A cave explorer found the skull in Guangxi, a Chinese province that borders Vietnam. No giant pandas live there today—the giant panda population, which numbers fewer than 2,500, is confined to three provinces in central China. Research suggests the bears occupied large swaths of China in the past, but without DNA analysis, researchers haven’t been able to map out the entire giant panda family tree. This new work suggests some previously unknown branches.

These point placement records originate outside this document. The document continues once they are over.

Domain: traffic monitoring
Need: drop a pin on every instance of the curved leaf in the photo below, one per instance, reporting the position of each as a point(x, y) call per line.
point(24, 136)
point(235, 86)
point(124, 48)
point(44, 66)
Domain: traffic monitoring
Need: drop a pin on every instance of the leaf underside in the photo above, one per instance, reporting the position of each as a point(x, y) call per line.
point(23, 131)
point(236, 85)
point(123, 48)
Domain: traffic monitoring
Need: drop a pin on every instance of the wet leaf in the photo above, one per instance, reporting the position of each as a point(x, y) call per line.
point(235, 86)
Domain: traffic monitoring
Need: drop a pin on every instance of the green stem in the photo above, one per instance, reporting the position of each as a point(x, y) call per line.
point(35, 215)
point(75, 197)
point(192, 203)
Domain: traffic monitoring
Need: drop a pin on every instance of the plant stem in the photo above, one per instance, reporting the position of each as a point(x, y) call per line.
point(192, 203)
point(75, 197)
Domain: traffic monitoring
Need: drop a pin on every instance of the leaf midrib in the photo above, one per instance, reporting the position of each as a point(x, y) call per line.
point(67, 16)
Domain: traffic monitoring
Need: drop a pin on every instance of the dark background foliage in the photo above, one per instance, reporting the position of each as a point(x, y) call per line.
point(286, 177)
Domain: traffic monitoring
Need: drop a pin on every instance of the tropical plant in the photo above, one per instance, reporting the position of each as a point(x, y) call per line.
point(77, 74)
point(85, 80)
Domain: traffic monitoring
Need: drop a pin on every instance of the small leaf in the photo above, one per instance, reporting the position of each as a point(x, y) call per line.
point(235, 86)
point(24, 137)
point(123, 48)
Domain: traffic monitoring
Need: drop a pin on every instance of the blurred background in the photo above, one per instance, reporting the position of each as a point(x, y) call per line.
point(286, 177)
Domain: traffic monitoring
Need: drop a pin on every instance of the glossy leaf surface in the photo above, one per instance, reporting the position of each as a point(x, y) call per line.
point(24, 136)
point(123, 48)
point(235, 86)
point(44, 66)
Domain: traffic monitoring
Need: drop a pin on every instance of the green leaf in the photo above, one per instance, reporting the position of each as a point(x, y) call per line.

After sequencing DNA that was lodged in the skull and comparing it to the genomes of modern-day giant pandas and 32 other ancient bears, the researchers found this bear from Guangxi shared a common ancestor with today’s giant pandas around 183,000 years ago. As the team outlined in their paper published [June 18] in Current Biology, this likely makes the newly discovered bears more of a parallel lineage rather than precursors to the giant pandas living in China now. And though the researchers couldn’t guess what the bear would have looked like, they know it was a plant-eater by analyzing carbon and nitrogen isotopes present in the fossil.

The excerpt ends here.